Com o chumbo do Orçamento de Estado não foi apenas uma crise política que se instalou foi antes um pântano. As eleições têm o mérito de que poderão eventualmente resolvê-lo. Poderemos, porém, caminhar para a ingovernabilidade e este é o grande risco da decisão do Presidente em dissolver o parlamento. Já tínhamos antecipado aqui no Observador a possibilidade desta crise agora. Os sinais de desgaste da solução governativa à esquerda, eram evidentes. A não aprovação pelo governo do decreto-lei de execução orçamental não foi falta de tempo. A não aprovação pela AR da proposta de lei das grandes opções, enquadradora do Orçamento, e que deveria ter ocorrido em Maio, também não. Mostrou a falta de capacidade de, em devido tempo, se estabelecerem compromissos, quer por falta de vontade política quer de objeto. Marcelo também não ajudou ao promulgar decretos que aumentam a despesa e que obviamente violam a norma travão da Constituição.
A geringonça chegou ao seu fim anunciado e estava agora de facto esgotada. Porém, cumpriu o seu papel a que se propôs na anterior legislatura. Mostrou que era possível implementar uma política económica, orçamental e social diferente da de Passos e Portas e fazê-lo com contas certas. Uma política que não via na austeridade, nos cortes salariais, nos cortes de pensões, nas privatizações e na desconsideração dos trabalhadores do Estado como a solução para os problemas económicos e sociais do país. Antes uma recuperação económica assente quer na procura interna quer externa, numas políticas públicas que promovem a inclusão social, e o esforço, nem sempre bem sucedido, de melhorar e requalificar o Estado.
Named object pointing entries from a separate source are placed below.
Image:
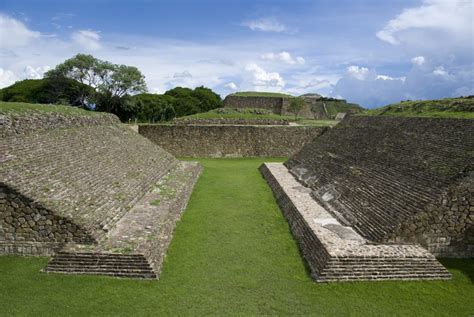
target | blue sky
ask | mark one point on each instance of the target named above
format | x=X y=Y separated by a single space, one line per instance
x=371 y=52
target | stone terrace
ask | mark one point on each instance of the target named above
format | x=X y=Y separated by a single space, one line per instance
x=335 y=252
x=396 y=179
x=70 y=178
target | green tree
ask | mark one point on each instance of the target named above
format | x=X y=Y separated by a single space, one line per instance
x=296 y=105
x=111 y=83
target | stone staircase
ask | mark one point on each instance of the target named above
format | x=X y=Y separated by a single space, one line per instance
x=335 y=252
x=109 y=264
x=353 y=269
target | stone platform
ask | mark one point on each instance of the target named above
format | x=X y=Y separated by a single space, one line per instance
x=136 y=246
x=336 y=252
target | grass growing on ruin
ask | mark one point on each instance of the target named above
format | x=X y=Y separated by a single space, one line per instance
x=462 y=108
x=232 y=114
x=260 y=94
x=21 y=108
x=232 y=254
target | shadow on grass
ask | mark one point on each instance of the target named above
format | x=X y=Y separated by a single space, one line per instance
x=465 y=266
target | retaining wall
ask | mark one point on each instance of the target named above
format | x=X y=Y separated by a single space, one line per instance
x=230 y=140
x=70 y=178
x=396 y=179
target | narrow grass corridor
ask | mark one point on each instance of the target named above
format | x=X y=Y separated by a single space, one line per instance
x=232 y=254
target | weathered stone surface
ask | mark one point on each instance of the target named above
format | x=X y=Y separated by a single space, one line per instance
x=396 y=179
x=335 y=252
x=230 y=121
x=230 y=140
x=68 y=181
O Orçamento não passou porque o mínimo denominador comum que une PS, BE e PCP, é hoje muito reduzido. Materializa-se nas propostas que ainda poderão ser aprovadas na AR até à sua dissolução. A prova disso é que a tentativa de acordo orçamental se estendeu às áreas laborais que nada têm a ver com o orçamento. Quanto mais se vai para outras áreas (seja a questão laboral, a Europa com as suas regras, etc.) maior a divergência entre estes partidos. Não me surpreendeu que a geringonça tenha soçobrado, mas antes a forma indigna e atabalhoada como acabou no meio de um regateio de feira de mercearia em torno de um orçamento até ao último minuto.